Neruda’s Sonnet XVII: I Do Not Love You…

I do not love you as if you were salt-rose or topaz,

or the arrow of carnations the fire shoots off.

I love you as certain dark things are to be loved,

in secret, between the shadow of the soul.


I love you is the plant that never blooms

but carries in itself the light of hidden flowers;

thanks to your love a certain solid fragrance,

risen from the earth, lives darkly in my body.


I love you without knowing how, or when, or from where.

I love you straightforwardly, without complexities or pride;

so I love you because I know no other way.


than this: where I does not exist, nor you,

so close to your hand on my chest is my hand,

so close to your eyes close as I fall asleep.

This will be my last entry on Neruda, because this is my favorite poem.

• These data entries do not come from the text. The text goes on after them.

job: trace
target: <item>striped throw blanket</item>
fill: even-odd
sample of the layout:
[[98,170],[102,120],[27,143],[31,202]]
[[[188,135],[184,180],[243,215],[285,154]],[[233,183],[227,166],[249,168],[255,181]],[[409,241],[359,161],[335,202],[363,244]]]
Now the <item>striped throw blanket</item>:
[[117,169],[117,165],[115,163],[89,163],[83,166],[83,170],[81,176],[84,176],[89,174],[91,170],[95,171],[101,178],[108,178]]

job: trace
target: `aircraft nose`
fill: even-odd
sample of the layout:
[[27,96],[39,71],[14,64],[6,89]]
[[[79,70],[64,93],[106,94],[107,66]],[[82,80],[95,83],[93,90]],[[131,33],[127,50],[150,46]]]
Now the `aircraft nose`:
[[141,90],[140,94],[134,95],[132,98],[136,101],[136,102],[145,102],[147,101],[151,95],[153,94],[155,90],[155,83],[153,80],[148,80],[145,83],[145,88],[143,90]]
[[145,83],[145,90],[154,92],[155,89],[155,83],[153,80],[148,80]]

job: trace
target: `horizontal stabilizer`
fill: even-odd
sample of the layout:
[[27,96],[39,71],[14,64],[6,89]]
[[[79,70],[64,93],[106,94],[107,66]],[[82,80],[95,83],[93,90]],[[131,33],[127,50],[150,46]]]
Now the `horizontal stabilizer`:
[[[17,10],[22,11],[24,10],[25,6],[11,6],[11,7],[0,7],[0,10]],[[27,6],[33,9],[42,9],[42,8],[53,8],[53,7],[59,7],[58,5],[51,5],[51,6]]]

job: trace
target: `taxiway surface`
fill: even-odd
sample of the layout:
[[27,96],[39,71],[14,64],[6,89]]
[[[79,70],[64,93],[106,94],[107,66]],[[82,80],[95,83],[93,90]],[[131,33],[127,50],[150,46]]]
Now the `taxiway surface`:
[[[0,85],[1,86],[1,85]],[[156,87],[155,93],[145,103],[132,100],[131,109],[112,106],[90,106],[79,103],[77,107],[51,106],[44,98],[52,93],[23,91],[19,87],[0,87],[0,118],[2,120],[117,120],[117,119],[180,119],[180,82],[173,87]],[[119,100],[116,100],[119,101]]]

It takes my breath away every time I read it. There is something so simple and elegant about Sonnet XVII; and ineffable quality to this love. It’s not a showy love, not like jewels or bright flowers. This is deeper than the surface things. This beloved is not flower but the force behind the flower blossoming. A secret not because the poet is ashamed, but because this is love cannot be expressed.

But as dark and mysterious this person is, the poet insists his feelings are straightforward, “without complexities of pride.” Just the oneness of two people in love.